Después decidí publicarlo tal como los volví a encontrar; de algún modo han sobrevivido a la época en que los escribí y a todo lo que sucedió después.









 V

Detrás del cuarto en donde escribo,
del otro lado del rio,
todas las noches desaparece la montaña
y queda solamente un lugar pequeño
bajo los arbustos, bajo los cielos,
donde se acuesta a dormir
una niña perdida.
Y toda la noche se escucha
el murmullo del agua.

Las cosas que ocurren:
tantos hombres solitarios
donde se acuesta a dormir una niña perdida.
Tantos hombres bajo estos cielos lejanos,
donde viene a morir todo lo que no existe.

                 




VI

La mujer cuyo cuerpo era más grande.
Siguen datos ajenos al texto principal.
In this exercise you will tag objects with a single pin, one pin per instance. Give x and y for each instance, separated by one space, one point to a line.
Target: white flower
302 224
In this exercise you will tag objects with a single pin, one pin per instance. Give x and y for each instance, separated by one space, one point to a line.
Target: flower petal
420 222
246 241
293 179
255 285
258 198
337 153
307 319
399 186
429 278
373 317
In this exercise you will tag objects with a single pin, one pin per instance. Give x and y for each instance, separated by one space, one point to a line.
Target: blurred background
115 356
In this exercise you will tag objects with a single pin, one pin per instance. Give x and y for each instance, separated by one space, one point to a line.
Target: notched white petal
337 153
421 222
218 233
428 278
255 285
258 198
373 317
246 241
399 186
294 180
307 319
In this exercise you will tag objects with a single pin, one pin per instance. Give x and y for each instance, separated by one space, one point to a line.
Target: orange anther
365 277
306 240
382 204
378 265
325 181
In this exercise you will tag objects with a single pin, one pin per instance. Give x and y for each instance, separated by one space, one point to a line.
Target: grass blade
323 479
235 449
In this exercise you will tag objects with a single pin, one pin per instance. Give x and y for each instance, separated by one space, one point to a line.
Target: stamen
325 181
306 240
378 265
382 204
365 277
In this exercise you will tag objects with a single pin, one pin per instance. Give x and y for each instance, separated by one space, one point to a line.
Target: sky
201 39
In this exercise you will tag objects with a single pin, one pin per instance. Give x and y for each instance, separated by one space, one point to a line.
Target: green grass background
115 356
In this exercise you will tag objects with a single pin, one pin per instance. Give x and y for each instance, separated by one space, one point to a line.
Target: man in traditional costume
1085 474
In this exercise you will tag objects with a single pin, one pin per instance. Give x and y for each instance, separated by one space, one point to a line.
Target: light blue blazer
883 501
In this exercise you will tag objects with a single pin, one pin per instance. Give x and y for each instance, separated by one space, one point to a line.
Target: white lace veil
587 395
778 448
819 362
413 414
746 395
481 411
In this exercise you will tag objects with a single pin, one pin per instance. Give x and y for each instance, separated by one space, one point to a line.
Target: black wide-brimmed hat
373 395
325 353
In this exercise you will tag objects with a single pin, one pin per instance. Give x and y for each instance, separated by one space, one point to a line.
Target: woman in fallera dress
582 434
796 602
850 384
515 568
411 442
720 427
Una noche me dejó verla.
O esa otra, sobre la que alguna vez me acosté a descansar, porque como estaba de paso, no tenía nada que cuidar en este pueblo.
Como a ellas, también a vos te amé. Pero nunca pude sentir que yo era ese, a tu lado, el que amabas.




VIII

Con unas pocas ramas tratamos de hacer un lugar donde vivir esos instantes. Pero como la noche estaba por terminar, las ramas no eran suficientes: con la luz del amanecer cualquiera podía vernos.
Su voz entonces comenzó a sonar más débil. Aunque ella se esforzaba para hablar, como intentando abrir túneles en la nada. Sobre su voz caía el tiempo: ya tenía que irse.
La última vez que la escuché cantaba todavía en la oscuridad.





IX

Estoy quieto
en mi centro
mientras giran
conduciendo al deseo
tus caretas;
y en el centro
está tu rostro
que no veo, inmóvil
mientras giran
mis caretas
del otro lado
de la niebla.




XVI

Nos habíamos convertido
en dos fantasmas de la niebla
y entonces el viento
nos llevó hacía la noche.




XVIII

Una de ellas tiene el cuerpo
lleno de flores y mariposas.
Está enferma de esa belleza.
Tocarla sería herirla.

La otra está encerrada
en un cuarto distante del cuarto
donde estoy encerrado.
Aquella con la que estuve
abrazado atrás de la última pared,
sintiendo el viento de la llanura.
en verdad ha nacido en la memoria.




XXXI

Abrió la ventana y murmuró un nombre en el silencio. Un instante después sintió el frío de la noche y la cerró y volvió a su cuarto.
Ella había pasado por ahí mientras él dormía, caminando lentamente por el aire de la noche.






















*Tomando de “Cuentos de la mujer y el solitario/ He visto vivir”, impreso en julio de 2015, Jujuy, Argentina.